You guys were right, it was caused by lack of current. But what is strange is the fact that it was working smoothly for almost one year now... It may be some aging issues.

I had one of this 10A power supply (cheap but good enough) hanging here, and decided to test that.

It has a small knob for minor voltage adjustments. I initially set it at 5.00V but the hd had trouble to spin up. 5 sharp according to my cheap multimeter (+ - error). Set it to 5.2V, hd worked fine, with no errors for almost one hour, but the XU4 suddenly shuts down, due to overheat. Something that never happened. Dropped down to around 5.1V, noticed it running a bit cooler, but still, limited cpu clock to 1600MHz.

It is running now for 12h with no problems at all. So, I would say the problem has been solved, although @Fourdee , I will perform those tests with the new kernel as well.

Thanks guys

joaofl commented 6 years ago

@Fourdee After some long time, I believe I have some bad news regarding this.

Few weeks ago I finally tried to migrate to kernel 4.14 (from my actual setup running kernel 3.xxx) using the exact same hardware setup, with the latest dietpi. The setup Is:

SD card with the boot SSD USB3 powered adapter with the filesystem, for better performance than the SD card. HD on USB3, externally powered (where all the junk is)

So it started well. First stress tests were all ok. That is, some intense IO on the HD simultaneously with some network transfer. Something like copying a big file from and to the HD from another computer via gigabit network.
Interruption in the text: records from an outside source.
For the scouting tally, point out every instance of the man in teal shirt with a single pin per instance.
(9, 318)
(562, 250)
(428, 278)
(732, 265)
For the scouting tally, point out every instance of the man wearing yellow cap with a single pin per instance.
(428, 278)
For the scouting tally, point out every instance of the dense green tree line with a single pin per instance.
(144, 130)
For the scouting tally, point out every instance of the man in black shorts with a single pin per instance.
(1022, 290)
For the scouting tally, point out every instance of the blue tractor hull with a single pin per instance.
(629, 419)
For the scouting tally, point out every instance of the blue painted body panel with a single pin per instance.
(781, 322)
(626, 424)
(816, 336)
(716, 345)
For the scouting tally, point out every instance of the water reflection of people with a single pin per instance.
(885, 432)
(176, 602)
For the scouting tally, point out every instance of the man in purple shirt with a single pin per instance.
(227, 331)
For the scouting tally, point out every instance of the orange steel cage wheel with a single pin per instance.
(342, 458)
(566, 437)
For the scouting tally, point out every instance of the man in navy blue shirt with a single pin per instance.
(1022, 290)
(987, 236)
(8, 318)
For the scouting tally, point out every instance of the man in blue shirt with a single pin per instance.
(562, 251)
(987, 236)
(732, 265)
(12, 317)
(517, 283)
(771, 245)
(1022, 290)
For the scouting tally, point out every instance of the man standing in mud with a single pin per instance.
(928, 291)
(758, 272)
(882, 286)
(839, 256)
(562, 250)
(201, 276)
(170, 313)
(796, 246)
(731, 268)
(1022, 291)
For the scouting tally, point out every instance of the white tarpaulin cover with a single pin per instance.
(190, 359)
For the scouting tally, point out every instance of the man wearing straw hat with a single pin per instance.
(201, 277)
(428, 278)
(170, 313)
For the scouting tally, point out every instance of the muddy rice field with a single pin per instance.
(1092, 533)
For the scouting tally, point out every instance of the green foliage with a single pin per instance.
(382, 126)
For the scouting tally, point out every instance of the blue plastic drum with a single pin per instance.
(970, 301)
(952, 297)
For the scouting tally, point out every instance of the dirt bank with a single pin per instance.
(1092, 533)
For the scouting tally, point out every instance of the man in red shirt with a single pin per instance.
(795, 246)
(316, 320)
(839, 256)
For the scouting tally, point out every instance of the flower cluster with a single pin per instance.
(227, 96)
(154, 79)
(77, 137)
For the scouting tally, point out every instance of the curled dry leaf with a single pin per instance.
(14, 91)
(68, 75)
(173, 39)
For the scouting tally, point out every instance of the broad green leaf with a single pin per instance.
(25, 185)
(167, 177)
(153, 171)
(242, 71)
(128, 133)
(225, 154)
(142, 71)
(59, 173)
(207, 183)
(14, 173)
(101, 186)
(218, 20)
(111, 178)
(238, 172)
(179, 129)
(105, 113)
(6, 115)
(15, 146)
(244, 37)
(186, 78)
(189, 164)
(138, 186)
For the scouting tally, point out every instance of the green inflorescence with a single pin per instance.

Then, first thing, before installing apps, I moved the filesystems to my USB3 External SSD uing the dietpi scrip, as I had done before. Then I run the same "stress test" again, and this is when the problem arise: usb 4-1.2: reset SuperSpeed USB device number 3 using xhci-hcd

The exact same issue.. The needle ticking and this restart issue. Then I downgrade to the 3.x kernel, and the exact same tests work fine.

One way of avoiding the problem is to not migrate the filesystem to the USB. But in case you do, You may have the same issue. I tested It on my two Odroid XU4.

I also discussed this issue extensively on the odroid forums, but the folks there have their filysystem at the SD card or EMMC. They are not necessarily using these means you provide to transfer the filesystem to USB storage. I believe it is reproducible with any couple of USB3 devices.

Do you say something on that? Sorry to bother with this issue again, but now I'm really feeling behing without the latest updates. Cheers

Fourdee commented 6 years ago

@joaofl

The exact same issue.. The needle ticking and this restart issue. Then I downgrade to the 3.x kernel, and the exact same tests work fine.

Sounds like 4.14 isn't providing enough power to the USB port. Or the XU4 isn't getting enough power from PSU, or, external HDD's are not getting enough power, or, 4.14 is incompatible with the USB controller on the external HDD caddy. Nightmare basically lol.

Ok, even though it works on 3.x, the XU4 needs at least 5V/6A PSU in general, especially when using external HDD's. Regardless if they are bus powered or not (even with external powered USB drives, you'd need to verify if the bus is providing the actual power).

A quick and costly solution, would be to purchase the HC1/2 which has much better support for the attached SATA drives. I've been running my HC1 for months with a 64GB SATA SSD and rootFS transferred to it.

Aside from that, it literally could be anything (kernel/hardware), and a long road to debug.

joaofl commented 6 years ago

@Fourdee I really believe it is not power related, as I have tested every cable/power supply combination possible. Believe me, I have loads of them. Even with a computer power supply, with some 10A+ available.

Moreover, if the filesystem is at the SD, and I run the stress test with kernel 4.14, and IO all SSD , HD and network intensively simultaneously, I get no errors. The issue only arises after the filesystem gets copied to the SSD. Reason why I believe it is some kernel issue. Hard to tell.

ps: I was tempted to buy the HC1/2, but since they started the development of that even cooler board, I decided to hold. You are more lucky than I, since you get those for free :)

I posted this on the odroid forums as well. Lets see if anybody else can reproduce it.

Fourdee commented 6 years ago

@joaofl

You are more lucky than I, since you get those for free

😄 + import tax £30 😉